[rabbitmq-discuss] RabbitMQ experience

Martin Sustrik sustrik at imatix.com
Tue Jan 27 07:45:46 GMT 2009


Matthias, Gordon,

> It is actually surprisingly difficult to determine the *maximum* 
> sustainable throughput that way.

That's because there's no such thing as maximum throughput. Frankly, 
from methodological point of view the metric is completely broken. 
Still, we have to measure it because people expect us to do so.

> My experiments have shown that in a 
> test where the feedback loop ensures a constant lag (the number of 
> messages "in flight", i.e. the difference between the number of messages 
> sent by the producer and received by the consumer), plotting the lag vs 
> throughput exhibits some peculiar characteristics:

The problem here is that the throughput has to be measured at a _single_ 
point of the flow. Trying to measure throughput between point A and 
point B gives some strange metric that is half throughput and half 
latency. Think of a river. You can measure the flow rate of Danube 
(m^3/s) in Vienna, you can measure the flow rate in Budapest, but 
there's no such way as "flow rate between Vienna and Budapest".

> - there are local maxima, due to buffering and other effects

The maxima are inherent to the methodology. To compute throughput you 
have to do a rolling average over the data. The smaller the window for 
rolling average (and more fine grained the view of the data) the more 
peaky it is. With window size approaching 1, high peaks approach 
infinity while low peaks approach zero.

> - the graph is very sensitive to the setup

Yes. Confirmed.
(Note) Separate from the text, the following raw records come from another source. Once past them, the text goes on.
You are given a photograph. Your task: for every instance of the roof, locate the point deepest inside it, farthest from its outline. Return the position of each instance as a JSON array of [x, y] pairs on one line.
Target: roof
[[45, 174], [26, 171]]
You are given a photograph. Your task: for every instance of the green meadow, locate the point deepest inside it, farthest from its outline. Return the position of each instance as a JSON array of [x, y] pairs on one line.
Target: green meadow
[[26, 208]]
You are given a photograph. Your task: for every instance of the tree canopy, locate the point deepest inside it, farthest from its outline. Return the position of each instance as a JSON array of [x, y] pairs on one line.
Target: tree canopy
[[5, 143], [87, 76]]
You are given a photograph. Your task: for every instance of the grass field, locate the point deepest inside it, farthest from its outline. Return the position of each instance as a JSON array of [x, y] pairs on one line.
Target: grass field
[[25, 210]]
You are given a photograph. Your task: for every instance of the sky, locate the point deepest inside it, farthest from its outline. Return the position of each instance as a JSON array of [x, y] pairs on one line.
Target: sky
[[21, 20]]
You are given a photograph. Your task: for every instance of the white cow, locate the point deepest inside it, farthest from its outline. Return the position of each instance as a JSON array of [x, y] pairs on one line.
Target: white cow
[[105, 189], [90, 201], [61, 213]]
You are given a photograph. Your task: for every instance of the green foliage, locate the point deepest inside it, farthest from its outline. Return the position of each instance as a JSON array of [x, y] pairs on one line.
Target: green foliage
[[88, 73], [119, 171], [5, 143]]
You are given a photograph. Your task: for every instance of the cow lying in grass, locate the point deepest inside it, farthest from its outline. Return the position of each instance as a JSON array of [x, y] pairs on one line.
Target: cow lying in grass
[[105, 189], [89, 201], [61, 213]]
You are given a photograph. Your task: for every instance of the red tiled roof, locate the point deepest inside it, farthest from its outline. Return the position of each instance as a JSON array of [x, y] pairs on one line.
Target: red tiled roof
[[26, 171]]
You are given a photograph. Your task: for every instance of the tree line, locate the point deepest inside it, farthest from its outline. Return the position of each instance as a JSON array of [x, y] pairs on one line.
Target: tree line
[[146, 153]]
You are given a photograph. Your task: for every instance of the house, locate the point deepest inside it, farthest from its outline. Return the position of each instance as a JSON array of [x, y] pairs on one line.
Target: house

There's very little point in presenting throughput 
results to users as any little change in customer's setup can shift the 
actual figures by 50% or so.

> - the graph changes over time, due in part to the effects of JITs
> 
> - sampling intervals have to be very long to get anything approaching 
> reproducible results

We are using sampling intervals of 10,000,000-100,000,000 messages to 
keep the test quick and what we see is that results differ by up to 20% 
- even though dedicated non-switched link and real-time OS are used, 
whole quad-core CPU is shielded for the test, scheduling is set to FIFO etc.

> And all that happens when the feedback loop has been minimised by 
> colocating the producer and consumer in the same O/S process and using 
> internal message passing for the feedback. Routing the feedback through 
> the broker would make the results even more unpredictable.

Yes, the "broken methodology" problem applies even in a single process. 
Actually, passing messages between two threads may prove to be even more 
peaky as the timeslices assigned to a thread by OS are non-continuous by 
design and thus messages tend to processed in bursts.

> That's why so far the goal of writing a "press a button and get the 
> maximum throughput figure" test has eluded us. Coming up with a test 
> that delivers results with a +/-20% accuracy isn't too hard. But that is 
> far too insensitive for performance regression tests, where we are 
> interested in spotting variations of as little as 2%.

On more reason why "maximal throughput" metric is broken: It's often 
considered obvious that if maximal throughput is 200,000 msgs/sec, the 
system will be able to handle 100,000 msgs/sec. This may not be true. 
For example, when ingress rate is 200,000 msgs/sec system may be able to 
do some batching that will reduce number of packets on the network. With 
100,000 msgs/sec the ingress can be too slow to trigger batching 
mechanism and each message will be sent as a separate packet overloading 
the network stack. The consequence is that you'll experience no latency 
problems at the rate 200,000 msgs/sec, but messages may be delayed at 
100,000 msgs/sec.

Given all the methodological problems above and many more I haven't even 
mentioned lead us to use a different metric internally. We call it 
"message density" (1/lambda for those familiar with Erlang's work). It's 
a time interval between two subsequent messages at a single point of the 
network. The metric proved to be very stable and the tests are suddenly 
reproducible :) Also, performance results make much more sense when 
measured using density metric. Check following two graphs:

http://www.zeromq.org/results:0mq-tests-v03#toc4

First of them uses "throughput" metric, second one "density" metric. 
Even on first sight it's obvious that the "density" communicates more 
stable and predictable info about the behaviour of the system.

Sorry for such a long email, but we've messed with measurement 
methodology for at least a year so I have strong opinions on it.